Let us know what kind of response you get.
I agree with Rob K, above. Also, I think your letter would be better received if you included more about real estate experience and track record.
Something along the lines of:
"I bought and sold $X amount of real estate last year at an average profit of $X. I'm looking to expand into [insert some market or numerical goal you want to reach] and am inviting private money lenders to exchange ideas and resources... "
That could help qualify you as an experienced investor and might help you stand out from everyone else who is seeking money from this serious players.
Let us know, I'm interested in your results.
Originally posted by Kenneth E.:Nor does it from the Ipad, kind of a bummer, perhaps that can be fixed some day.
The @ feature doesnt work from my phone..... :)
Well, thanks all! That is some great feedback.
@Ned Carey As I stated before, I do know hard money lenders personally but none of them are private mortgage lenders, nor do any of them seem to know anyone who lends on private mortgages. So, it is difficult to talk to lenders when I haven’t met any of them personally. I understand that anyone I know could potentially be a lender, however, I have more than one list of private lenders/high net worth people now but I don’t know any of them personally. All I have is their name and address…no phone numbers to call them and ask them to lunch. That is the reason I am considering sending this letter.

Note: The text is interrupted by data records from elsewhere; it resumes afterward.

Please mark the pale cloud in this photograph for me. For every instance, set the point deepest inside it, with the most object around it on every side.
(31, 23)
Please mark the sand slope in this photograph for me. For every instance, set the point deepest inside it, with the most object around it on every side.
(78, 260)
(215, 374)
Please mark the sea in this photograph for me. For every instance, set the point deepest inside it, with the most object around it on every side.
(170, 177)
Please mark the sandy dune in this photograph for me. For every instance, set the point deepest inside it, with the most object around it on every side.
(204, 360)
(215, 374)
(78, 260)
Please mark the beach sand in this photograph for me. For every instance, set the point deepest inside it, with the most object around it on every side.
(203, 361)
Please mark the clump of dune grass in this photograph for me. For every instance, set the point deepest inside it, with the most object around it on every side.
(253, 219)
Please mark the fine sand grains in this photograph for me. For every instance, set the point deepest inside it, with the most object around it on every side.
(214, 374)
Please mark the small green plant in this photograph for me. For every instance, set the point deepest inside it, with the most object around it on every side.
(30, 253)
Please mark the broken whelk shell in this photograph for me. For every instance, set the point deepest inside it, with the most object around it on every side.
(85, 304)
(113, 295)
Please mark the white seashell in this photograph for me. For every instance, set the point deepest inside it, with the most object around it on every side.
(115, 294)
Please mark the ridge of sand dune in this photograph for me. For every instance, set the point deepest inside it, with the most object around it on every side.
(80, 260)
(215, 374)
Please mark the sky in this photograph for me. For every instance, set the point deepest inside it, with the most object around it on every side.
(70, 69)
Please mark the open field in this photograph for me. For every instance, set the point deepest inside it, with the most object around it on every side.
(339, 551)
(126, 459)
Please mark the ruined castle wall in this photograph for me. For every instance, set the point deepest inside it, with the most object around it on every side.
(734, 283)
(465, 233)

@Don Konipol I am specifically talking about first position mortgages…though I would be interested in second position mortgage lenders too. :) That was great advice and I had debated making the letter shorter….or even longer and sending along a summarized version of my investing resume (which is short, honesty) along with the terms I am proposing and how their money would be protected (first position, reasonable ltv, insurance, automatic monthly payments deducted directly from my checking account, pre-signed deed in escrow so foreclosure proceedings could be avoided in the event of default, etc.). However, I never considered directing them to a website or online video—that is something I will need to think about.
Rob K thanks. Ill take out the serious players portion.
@Glenn Espinosa Thanks for the quote; I may just insert something like that, however, my experience is minimal and may not be ideal since it would be more likely to show how inexperienced I am. Ill have to give that some consideration.
@Will Barnard Thanks again for the point about comparing the rates against CDs…since many of the people on the list are already lenders and aready are aware.
Thanks all. This has been a productive and helpful thread.
Originally posted by Kenneth E.:
All I have is their name and address…no phone numbers to call them and ask them to lunch. That is the reason I am considering sending this letter.
Well you can look up the numbers. The ability to find people and their phone numbers is a valuable skill in this business. I do mailers to find sellers but I find I have much more success when I track down an owner's phone number and call them.
Good Luck - Ned
@Ned Carey Great point. Maybe you could start another post on the tactics you use to locate those phone numbers. You know--for us new foks.... ;-)
I do know there are a few online sites that do people searches. With a membership fee, you can type in a name and location and get additional info like Phone Numbers. I'm sure Ned has some other ideas as well.
Why are you needing a private mortgage over a conventional product?
Any investor would like to know the risk involved with lending you money. My first question reading your letter is, what is keeping you from getting a long term conventional mortgage?